Du journalisme vous êtes passée à la littérature, plus précisément au théâtre. Là, on aimerait savoir comment s’est fait ce cheminement.

J’ai commencé à écrire pour le théâtre en cachette à un moment où on fermait les salles en Algérie et qu’on assassinait les comédiens. Je pense que c’est à ce moment précis que je me suis rendue compte de la force du théâtre, de la parole incarnée, de la puissance des planches, du théâtre comme lieu de circulation des idées… c’est de cette absence qu’est ne le théâtre en moi. 

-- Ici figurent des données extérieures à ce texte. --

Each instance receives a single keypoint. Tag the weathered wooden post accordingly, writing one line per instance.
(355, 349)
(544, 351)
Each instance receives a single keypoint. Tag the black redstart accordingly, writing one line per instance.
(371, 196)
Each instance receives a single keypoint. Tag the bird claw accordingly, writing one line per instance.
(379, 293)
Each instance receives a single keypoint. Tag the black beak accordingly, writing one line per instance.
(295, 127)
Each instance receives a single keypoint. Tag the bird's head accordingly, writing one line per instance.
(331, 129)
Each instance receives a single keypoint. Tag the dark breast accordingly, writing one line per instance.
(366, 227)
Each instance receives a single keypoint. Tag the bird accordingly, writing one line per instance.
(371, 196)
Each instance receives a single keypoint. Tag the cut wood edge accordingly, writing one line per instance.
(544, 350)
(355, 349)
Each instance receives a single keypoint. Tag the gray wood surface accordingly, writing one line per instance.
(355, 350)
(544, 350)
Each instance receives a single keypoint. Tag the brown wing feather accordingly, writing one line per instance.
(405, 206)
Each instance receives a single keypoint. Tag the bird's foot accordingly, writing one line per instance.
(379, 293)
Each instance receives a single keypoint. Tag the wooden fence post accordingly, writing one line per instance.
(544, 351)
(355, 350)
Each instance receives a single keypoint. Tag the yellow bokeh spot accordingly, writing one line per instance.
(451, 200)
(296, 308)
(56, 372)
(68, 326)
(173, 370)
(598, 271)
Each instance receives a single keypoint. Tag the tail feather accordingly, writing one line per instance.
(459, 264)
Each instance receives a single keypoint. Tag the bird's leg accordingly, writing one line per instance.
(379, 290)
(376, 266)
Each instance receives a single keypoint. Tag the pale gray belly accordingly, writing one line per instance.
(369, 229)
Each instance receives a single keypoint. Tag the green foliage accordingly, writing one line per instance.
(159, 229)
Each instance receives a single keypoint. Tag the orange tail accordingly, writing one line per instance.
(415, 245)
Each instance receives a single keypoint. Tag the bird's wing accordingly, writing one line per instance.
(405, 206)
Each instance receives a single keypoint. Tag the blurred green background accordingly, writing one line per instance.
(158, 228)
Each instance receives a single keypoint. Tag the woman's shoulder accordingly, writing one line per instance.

Je crois savoir aussi, que vous avez réalisé un film. De quoi s’agit-il ? On aimerait savoir quel regard portez-vous entre votre expérience théâtrale et cinématogra- phique.

C’est un film sur les essais nucléaires français en Algérie. Mais c’est aussi un film où il y a de la place pour l’espoir et la reconstruction. Le théâtre et le cinéma ont beau être deux langages différents, ce sont également des formes artistiques transversales qui invitent à la musique, à la mise en scène, à la peinture, aux lumières… Le théâtre m’a apporté une expérience de plateau qui m’a été très utile dans le cinéma notamment en matière de direction d’acteurs.  

Vous venez de publier un roman, Le naufrage de la lune, qui relate l’attaque des Côtes de Jijel (Gigéri à l’époque) par la flotte de Louis XIV le 22 juillet 1664. Quelle est la genèse de l’écriture de ce roman ? Lecture d’un article ? Un livre ou alors une tradition orale ? 

Cette histoire, qui est plus ou moins connue à Jijel, est complètement méconnue dans d’autres régions du pays. En France également. Beaucoup de lecteurs et même des enseignants en histoire l’ignoraient, c’est dire à quel point elle a été occultée. Pour beaucoup, l’histoire entre l’Algérie et  la France commence en 1830 mais la genèse de cette invasion trouve ses racines dans le 17ème siècle. J’ai vécu et grandi à Jijel et cette histoire me tenait particulièrement à cœur. Je ne pensais pas écrire un livre au départ mais j’étais à la recherche d’un ancêtre qui était supposé être arrivé à Jijel lors de cette expédition. A défaut de le trouver je lui ai inventé une histoire. 

Photo: Mehdy Mariouch

C’est un livre poétique, aérien. On ne sent pas la pesanteur de l’histoire, quel est selon vous le secret de cette grâce  d’écriture et de lecture? 

Je ne suis pas historienne et je ne voulais pas que mon récit et mes personnages disparaissent sous le poids de la grande histoire, c’est pour cela que j’ai beaucoup nettoyé, élagué… Je voulais faire de la place pour poser la fiction qui est le but premier de mon écriture. 

A la fin du livre, vous donnez vos sources. Les avez- vous confrontées à l’histoire orale.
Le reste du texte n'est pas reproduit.